I worked it out how many Septembers have been and gone since I left school today. And, because it’s been so long, it took me a long time to work out. Maths is not my forte.
Anyways, there’s been 10 – 10 – whole Septembers since I did the whole WH Smith trolley dash for Purple Ronnie three-ring binders and gel pens, 10 Septembers since I went to Clarks to stick my feet in that fun machine that measured, and at the same time threatened to crush, your feet, and 10 Septembers since you pricked your fingers a thousand times trying to sew in little name badges to your PE kit before giving up and passing the task over to your mum.
In those 10 Septembers, though, I haven’t quite managed to learn that, come the second week of September, I’m not going back to school. Instead, I will instead get up on Monday and again head into the same office building I’ve been heading into weekly for the past five years.
Not that this stops me from going on an early September ‘back to school’ shop. You totally do one too. You just don’t realise.
Here’s what you buy in September, because you just can’t handle the fact that you don’t still go to school.

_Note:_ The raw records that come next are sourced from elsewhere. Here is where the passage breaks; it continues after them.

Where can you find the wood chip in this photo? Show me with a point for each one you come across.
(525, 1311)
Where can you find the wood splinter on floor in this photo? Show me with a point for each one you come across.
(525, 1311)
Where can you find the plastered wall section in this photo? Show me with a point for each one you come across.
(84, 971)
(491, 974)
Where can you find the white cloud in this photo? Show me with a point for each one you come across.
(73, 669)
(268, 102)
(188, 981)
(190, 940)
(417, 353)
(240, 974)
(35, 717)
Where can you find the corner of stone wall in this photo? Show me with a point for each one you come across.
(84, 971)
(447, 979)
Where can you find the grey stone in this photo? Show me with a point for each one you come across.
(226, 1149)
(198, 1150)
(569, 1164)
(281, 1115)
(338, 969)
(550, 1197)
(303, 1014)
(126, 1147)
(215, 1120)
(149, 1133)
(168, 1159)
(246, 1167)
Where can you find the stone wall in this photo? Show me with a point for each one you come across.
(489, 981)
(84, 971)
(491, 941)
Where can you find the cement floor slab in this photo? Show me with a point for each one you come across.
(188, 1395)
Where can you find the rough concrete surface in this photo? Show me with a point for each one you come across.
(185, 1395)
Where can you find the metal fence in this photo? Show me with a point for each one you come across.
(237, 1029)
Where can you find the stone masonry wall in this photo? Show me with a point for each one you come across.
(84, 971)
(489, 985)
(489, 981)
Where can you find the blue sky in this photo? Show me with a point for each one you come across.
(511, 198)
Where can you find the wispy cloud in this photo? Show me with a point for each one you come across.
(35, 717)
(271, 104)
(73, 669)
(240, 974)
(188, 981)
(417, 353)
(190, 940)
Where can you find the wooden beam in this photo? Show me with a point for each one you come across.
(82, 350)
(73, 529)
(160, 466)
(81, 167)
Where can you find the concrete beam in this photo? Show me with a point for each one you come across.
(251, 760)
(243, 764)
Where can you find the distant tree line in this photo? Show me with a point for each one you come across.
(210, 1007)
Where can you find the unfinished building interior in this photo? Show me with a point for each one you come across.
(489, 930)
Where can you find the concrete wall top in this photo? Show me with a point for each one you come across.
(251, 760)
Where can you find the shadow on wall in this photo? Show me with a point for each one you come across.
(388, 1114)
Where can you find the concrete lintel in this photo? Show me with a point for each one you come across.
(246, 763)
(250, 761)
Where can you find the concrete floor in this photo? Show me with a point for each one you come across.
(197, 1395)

A nice pair of sensible shoes
Because the law says that shoe shops are legally only allowed to sell brogues and/or tassel loafers during September. It’s written in an ancient creed from the Medieval times that also denotes the necessity of going to Marks & Spencers to buy lingerie and nowhere else. Srsly, though – how preppy is the shoe selection around this time? It’s like Office, Clarks and ASOS have banded together to turn your feet into budget versions of Blair Waldorf’s. Nevertheless, you dutifully invest in a sturdy pair of brown or black leather (or as near a synthetic material as your budget can afford) and bugger off down the road with your newly infantilised feet.
A kilt
EVERY YEAR. Even when kilts and tartans don’t come close to fitting in with aesthetics that a particular autumn ‘look’ requires, someone, somewhere stocks a red pleated one in their store and the fashion magazines spew forth a bevy of unending fashion stories on ‘the return of Anglomania’, ‘why Cher Horowitz is your style icon’, and ‘back to school skirts you don’t want to miss’. Team with knee-high socks and your silly sensible shoes (see above) for maximum impact.
A PE kit
Or, whatever the adult version of it is. Probably leggings and a sports bra from Primark. Because just as January is a time for ‘NEW YEAR NEW YOU’, you still see September as time to turn over a new leaf in time to start the school year off right. Ergo the attempts at self-betterment by joining the gym. In truth, the dates of the new school year haven't affected me in years but like fuck if I’m going to only let the kids have their fresh start attempts twice a year.
A ‘nice jumper’
Because the knitwear industry is a beast of a marketing giant and will 900% destroy anyone that doesn’t prepare for the upcoming, marginally cooler weather by purchasing an itchy wool jumper that’ll bring you out in itchy stress hives three minutes after you put it on. Jumpers are horrible, and there’s no such thing as ‘a nice jumper’, no matter what Marks & Spencers and your mum wants you to believe. They’re hot and sweaty, and now you’re not forced to wear them like you were at school, you don’t need one.